Iemand die graag alleen is of in 1-op-1 contact. Gedijt het beste in rustige omgevingen en regelmaat. Is veel aanwezig in de eigen binnenwereld en gek op dagdromen.

Valkuil: Kan overprikkeld raken door de vele gedachten en emoties. Deelnemen aan activiteiten in een groep mensen kan ook sneller tot overprikkeling leiden.

HSP type 2: de extraverte rustzoeker

Houdt ook van rustige omgevingen en regelmaat en is graag in het gezelschap van anderen die ook houden van rust.

Valkuil: voelt vaak een wrijving tussen het opzoeken van de externe wereld en de behoefte aan rust en weinig prikkels. Belangrijk om ook voldoende me-time te plannen.

HSP type 3: de introverte sensatiezoeker

Zoekt diversiteit en afwisseling, maar niet per se in een sociale context. Heeft vaak een handjevol goede vrienden. Sensaties worden vaak gezocht in belevingen, alleen op avontuur gaan, nieuwe projecten.

Valkuil: kan zich teveel terugtrekken en daardoor onderprikkeld raken. Belangrijk om goed in eigen gezelschap te kunnen zijn. Overprikkeling komt vaak vanuit de binnenwereld, gedachtes, ideeën, opgekropte emoties.

HSP type 4: de extraverte sensatiezoeker

Wordt vaak niet herkend als HSP’er. Is sociaal, energiek, praat graag en zoekt allerlei prikkels op. Emoties stromen meestal makkelijk.

Valkuil: Voelt vaak de grens niet en is dan ineens compleet overprikkeld en op. Ondanks de grote behoefte aan contact en prikkels is de ontlading en rust net zo belangrijk.

Type 5 en 6: Het grootste deel van de mensen is niet 100% introvert of extravert. Veel HSP’s zullen zich dus herkennen in de ambivert en een mix zijn van type 1 en 2, of tussen type 3 en 4. In dat geval is het nog belangrijker om de juiste balans te vinden tussen opladen alleen of opladen in gezelschap.

Erkenning

Mij en vele andere hoogsensitieve mensen heeft het jaren gekost om dit deel de erkenning te geven die het verdient. Het is niet altijd een makkelijke eigenschap, zeker niet in deze wereld die vooral gericht is op hoofdzaken, snelheid en meer. Door het te erkennen kun je er mee gaan werken, in plaats van dat het je tegenwerkt. Het gaat niet weg en zodra je het omarmt hoeft het ook niet meer weg.

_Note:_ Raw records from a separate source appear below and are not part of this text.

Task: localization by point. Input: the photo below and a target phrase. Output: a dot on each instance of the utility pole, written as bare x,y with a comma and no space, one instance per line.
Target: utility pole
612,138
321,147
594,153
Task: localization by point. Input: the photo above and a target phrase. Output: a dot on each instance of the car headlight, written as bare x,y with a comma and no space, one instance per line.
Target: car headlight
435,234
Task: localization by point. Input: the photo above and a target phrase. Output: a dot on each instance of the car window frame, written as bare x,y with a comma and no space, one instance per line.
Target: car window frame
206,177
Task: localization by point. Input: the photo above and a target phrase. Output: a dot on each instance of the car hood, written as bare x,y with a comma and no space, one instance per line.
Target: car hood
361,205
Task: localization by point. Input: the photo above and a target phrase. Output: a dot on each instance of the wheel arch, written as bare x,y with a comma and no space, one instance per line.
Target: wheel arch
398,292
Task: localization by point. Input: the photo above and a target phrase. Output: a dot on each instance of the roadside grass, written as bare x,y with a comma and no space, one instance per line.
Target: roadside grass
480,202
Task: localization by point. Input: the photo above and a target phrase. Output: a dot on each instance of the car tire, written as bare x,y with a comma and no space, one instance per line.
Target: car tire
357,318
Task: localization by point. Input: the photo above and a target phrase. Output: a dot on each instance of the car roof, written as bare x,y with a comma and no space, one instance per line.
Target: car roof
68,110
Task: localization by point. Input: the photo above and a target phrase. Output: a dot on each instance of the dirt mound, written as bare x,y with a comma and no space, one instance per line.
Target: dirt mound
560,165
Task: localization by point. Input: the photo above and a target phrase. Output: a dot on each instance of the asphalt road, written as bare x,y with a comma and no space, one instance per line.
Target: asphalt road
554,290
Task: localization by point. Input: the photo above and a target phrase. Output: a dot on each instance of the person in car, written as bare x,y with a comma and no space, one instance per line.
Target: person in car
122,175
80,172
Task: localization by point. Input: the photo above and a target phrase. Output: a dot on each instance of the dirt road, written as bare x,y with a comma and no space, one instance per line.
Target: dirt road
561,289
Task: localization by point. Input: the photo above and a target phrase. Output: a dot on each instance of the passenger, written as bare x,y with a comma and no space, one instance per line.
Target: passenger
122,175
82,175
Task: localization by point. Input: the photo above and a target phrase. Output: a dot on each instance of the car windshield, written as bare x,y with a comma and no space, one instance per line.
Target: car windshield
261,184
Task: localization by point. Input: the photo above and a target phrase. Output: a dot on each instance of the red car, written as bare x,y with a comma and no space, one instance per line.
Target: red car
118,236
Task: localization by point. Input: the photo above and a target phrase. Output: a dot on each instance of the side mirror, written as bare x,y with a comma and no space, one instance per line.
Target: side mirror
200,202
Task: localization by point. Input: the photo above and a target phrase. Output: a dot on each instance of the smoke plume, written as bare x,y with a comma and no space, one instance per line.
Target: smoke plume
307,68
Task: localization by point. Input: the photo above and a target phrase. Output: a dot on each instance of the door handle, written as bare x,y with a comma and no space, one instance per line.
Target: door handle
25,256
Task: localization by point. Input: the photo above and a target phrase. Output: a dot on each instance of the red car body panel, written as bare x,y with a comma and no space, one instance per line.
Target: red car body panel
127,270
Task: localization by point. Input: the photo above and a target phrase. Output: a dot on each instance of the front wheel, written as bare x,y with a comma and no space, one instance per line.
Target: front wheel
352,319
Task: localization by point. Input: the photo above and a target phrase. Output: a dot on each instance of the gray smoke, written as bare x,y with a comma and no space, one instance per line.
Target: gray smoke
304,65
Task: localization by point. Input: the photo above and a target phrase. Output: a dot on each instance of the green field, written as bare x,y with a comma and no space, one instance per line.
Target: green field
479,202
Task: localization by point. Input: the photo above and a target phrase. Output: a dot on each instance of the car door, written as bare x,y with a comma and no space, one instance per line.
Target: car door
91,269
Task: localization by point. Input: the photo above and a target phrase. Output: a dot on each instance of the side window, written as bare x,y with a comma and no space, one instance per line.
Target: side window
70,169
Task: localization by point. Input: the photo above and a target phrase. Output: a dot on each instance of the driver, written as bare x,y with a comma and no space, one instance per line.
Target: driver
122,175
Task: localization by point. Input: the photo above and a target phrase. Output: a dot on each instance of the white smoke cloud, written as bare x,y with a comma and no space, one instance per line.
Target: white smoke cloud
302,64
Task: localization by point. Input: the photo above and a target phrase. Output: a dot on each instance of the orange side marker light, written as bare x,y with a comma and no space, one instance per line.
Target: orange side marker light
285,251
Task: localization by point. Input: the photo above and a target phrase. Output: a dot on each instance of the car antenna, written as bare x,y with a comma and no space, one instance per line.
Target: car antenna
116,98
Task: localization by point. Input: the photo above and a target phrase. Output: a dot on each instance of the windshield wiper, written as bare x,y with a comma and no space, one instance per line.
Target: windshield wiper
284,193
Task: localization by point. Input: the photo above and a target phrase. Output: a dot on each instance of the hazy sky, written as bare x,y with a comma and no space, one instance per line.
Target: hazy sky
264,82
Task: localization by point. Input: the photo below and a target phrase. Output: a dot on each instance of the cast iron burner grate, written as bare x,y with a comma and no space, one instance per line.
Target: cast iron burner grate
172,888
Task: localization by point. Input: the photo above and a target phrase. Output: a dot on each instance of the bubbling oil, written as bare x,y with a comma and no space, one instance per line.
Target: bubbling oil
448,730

Wanneer je benieuwd bent of je HSP bent, kun je op internet allerlei testen vinden. Daarnaast kan een HSP coach je goed helpen in het omgaan met je sensitiviteit. Het is daarbij ook enorm belangrijk om je lijf mee te nemen. Veel HSP’s kunnen niet goed in hun lijf zijn en ervaren daardoor meer last van hun sensitiviteit. IPT kan een sleutel zijn in het thuiskomen in je lijf en het ervaren van een anker in de storm van sensaties.